Alicia gripped her daughter's chin, "What is this? You lost a tooth? You didn't even tell me it was loose."
"It was only a little loose, Mama. But then we were playing soccer with these boys in the park, and I got hit with the ball. It started to bleed, and when Jon checked, it came out."
"What? You got hit with a ball?" She turned on Jon, "And you didn't think to call me? Our daughter gets hurt, and you can't be bothered to even text?" Her eyes went wide as she realized what she had revealed in her anger.
But Jon was not flapped. He crossed the room to stand behind Hope, his good hand resting on her shoulder. "It was not that bad. I had first-aid training, so I knew what to look out for. Hope was fine, except for the tooth, and that would have come out soon anyway. She ran right back to the game."

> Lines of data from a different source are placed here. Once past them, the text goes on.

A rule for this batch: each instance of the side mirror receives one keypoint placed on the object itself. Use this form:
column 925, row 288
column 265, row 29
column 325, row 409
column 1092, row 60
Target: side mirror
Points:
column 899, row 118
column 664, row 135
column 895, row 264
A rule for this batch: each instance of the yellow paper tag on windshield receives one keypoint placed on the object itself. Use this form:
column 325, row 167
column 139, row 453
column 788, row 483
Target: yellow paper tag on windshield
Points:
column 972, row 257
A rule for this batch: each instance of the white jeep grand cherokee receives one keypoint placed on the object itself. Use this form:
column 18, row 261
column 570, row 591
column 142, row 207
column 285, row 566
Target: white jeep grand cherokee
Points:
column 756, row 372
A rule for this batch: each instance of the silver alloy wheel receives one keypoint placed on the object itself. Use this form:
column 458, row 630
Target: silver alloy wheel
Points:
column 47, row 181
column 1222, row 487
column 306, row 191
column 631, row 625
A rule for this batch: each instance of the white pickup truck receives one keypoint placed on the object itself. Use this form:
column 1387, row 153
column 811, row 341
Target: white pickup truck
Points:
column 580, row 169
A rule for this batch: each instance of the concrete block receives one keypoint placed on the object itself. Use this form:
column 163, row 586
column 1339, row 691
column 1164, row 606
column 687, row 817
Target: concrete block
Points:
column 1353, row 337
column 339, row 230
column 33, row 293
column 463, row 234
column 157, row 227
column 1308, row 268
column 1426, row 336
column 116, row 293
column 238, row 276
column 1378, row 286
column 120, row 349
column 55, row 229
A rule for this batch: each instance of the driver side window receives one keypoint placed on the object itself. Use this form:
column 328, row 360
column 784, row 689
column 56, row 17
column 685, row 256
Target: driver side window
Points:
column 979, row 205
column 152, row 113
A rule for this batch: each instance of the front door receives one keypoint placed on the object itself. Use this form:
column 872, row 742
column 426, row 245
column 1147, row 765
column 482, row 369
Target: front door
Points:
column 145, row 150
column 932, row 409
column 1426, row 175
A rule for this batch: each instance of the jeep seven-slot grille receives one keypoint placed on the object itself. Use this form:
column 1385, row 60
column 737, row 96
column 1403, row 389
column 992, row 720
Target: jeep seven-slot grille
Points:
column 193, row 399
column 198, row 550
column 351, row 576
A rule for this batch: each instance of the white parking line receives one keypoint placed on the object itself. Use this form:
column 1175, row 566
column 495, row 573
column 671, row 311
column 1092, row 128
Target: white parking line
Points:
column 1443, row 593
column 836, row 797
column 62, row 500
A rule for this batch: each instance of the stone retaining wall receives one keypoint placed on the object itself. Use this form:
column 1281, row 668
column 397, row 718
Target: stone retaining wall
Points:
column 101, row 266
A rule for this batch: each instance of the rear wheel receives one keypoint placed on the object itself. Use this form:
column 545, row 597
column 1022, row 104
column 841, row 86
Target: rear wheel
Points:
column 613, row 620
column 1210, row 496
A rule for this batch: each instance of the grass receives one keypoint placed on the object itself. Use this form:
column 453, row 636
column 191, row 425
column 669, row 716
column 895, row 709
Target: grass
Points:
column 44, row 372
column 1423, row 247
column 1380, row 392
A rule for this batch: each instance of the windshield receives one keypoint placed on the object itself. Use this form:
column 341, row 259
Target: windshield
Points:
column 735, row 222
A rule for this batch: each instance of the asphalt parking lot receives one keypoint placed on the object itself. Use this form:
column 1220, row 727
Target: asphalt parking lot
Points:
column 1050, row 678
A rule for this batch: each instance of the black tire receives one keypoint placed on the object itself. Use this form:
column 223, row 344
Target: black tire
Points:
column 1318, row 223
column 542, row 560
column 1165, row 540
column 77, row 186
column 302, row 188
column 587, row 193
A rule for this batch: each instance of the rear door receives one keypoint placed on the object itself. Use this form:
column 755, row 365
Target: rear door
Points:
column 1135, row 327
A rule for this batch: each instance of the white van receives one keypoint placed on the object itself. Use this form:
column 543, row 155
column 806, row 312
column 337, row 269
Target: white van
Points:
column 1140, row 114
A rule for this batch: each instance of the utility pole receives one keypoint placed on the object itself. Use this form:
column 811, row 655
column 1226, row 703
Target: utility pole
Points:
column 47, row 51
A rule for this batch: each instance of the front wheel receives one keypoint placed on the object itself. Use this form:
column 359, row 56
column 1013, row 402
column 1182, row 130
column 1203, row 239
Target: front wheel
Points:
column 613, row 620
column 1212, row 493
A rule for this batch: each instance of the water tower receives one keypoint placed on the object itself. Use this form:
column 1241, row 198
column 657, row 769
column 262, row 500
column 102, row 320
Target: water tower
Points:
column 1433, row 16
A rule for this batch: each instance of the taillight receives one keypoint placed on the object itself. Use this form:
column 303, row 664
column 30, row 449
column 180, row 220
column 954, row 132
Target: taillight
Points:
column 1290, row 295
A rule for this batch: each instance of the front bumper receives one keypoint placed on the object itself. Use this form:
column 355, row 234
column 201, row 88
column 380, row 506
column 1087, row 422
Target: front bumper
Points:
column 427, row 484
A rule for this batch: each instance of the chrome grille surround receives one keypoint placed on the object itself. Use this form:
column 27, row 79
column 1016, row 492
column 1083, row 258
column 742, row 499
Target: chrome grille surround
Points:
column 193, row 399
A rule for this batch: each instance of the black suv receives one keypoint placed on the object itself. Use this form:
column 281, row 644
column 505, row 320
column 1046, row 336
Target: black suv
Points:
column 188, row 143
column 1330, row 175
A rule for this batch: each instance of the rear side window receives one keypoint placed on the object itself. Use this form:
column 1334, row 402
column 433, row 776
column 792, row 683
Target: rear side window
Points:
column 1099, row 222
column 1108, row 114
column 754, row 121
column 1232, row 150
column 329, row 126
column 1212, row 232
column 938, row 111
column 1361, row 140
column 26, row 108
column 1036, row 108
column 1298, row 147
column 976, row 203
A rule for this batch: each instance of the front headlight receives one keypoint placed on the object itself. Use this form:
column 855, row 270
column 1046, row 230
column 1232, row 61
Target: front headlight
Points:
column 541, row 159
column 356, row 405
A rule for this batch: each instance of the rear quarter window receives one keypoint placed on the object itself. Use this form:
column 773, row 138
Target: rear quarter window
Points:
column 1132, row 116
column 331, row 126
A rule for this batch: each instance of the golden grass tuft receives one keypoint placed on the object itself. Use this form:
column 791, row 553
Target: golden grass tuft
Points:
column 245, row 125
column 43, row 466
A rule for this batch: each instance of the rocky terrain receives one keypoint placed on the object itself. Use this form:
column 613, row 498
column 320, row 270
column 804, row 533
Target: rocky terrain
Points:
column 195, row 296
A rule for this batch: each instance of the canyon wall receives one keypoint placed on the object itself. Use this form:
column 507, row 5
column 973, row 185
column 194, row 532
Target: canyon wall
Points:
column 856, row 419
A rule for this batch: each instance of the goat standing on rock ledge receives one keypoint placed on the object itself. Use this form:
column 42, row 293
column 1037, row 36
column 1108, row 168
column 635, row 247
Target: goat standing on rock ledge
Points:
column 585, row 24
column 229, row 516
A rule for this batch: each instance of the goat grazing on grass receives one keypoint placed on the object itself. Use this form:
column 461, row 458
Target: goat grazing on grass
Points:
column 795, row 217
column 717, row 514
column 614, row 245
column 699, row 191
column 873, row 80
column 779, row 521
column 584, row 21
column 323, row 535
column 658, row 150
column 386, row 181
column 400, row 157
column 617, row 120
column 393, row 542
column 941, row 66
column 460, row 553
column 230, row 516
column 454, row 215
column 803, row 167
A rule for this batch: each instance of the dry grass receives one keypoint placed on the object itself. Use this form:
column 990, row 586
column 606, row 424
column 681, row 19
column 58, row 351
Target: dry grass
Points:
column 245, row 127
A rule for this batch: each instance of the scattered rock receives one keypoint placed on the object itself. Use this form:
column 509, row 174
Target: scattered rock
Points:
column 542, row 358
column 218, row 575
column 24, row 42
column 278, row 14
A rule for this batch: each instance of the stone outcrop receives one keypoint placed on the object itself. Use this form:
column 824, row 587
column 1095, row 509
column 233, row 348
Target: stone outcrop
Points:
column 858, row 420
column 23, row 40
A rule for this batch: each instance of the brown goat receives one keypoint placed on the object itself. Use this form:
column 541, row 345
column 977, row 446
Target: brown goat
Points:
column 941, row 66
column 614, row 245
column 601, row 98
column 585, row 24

"Still, you should have at least texted me. I mean, her first tooth is a big deal," Alicia mumbled.
Hope smiled as she reached into her pocket and pulled out a scrap of notebook paper that was folded into a tiny square. "That's what Jon said. So, we saved it. He says that the tooth fairy gives extra for first teeth."
Alicia stared over their daughter's head at him. After being a single parent for so long, she was struggling. Sharing these kinds of firsts with him was not something she had ever considered until recently. And the reality of it was starkly different from what she had imagined.
Jealousy. She was jealous of Jon. Of his new role in their daughter's life. It was an emotion she had not expected or one that she knew how to handle. "I'm sorry," she whispered.
He shrugged and forced that awkward one-sided smile that she was coming to realize meant he was as uncomfortable as she was. "No, you're right I should have phoned you. I'll do better."
If Alicia had thought that Hope had missed her faux pas, her next words disabused her of that notion. "Mama, is Jon gonna be my Papa? I don't mind if I only have one. Most of the other kids only have one. Amy is special cause she has two, plus her daddy that died."
***
Jon saw the deer in the headlights look on Alicia's face. He knew this was his chance, an opportunity he might not get again, to take this situation under control. To steer things his direction.
He knelt on the floor next to his little girl. His eyes met hers, just a shade lighter than her mothers. Just as trusting.
"What would you think of the idea, Hope?"
His daughter threw her arms around his neck. Nothing had ever felt better. He looked up at Alicia; he could see that she was struggling to manage the situation. Well, almost nothing. But the feeling of rightness he felt in her mother's arms was distinctly different.
Hope drew back, her little hand caressed his cheek, the badly scarred left one. "So, that's why you stayed the night last night? You moved in? Like Chris and Noah did with Amy and her Mom? You'll read bedtime stories with me? Say our prayers? And tuck me in now? You'll walk me to school and pick me up every day like Chris and Amy? Oh, I can't wait to tell all my friends at school that I have a Papa too."
Jon's heart stuttered to a stop at her words. He was more than a bit nervous about tomorrow. Chris had volunteered him for the 'freak show and tell' as he had jokingly called it. He liked Hope's teacher and admired what she was trying to do with the children.
But Jon knew human nature. There would always be bullies. And he worried about how having him as her father would affect Hope in the long term.
Then again, despite all that Alicia had done, Hope was struggling without a father. Maybe Chris and Miss Mandy were right. Maybe if you taught understanding and acceptance when children were young, then things could be different. He certainly hoped so for his little girl's sake because the die was cast now. He smiled and nodded his head.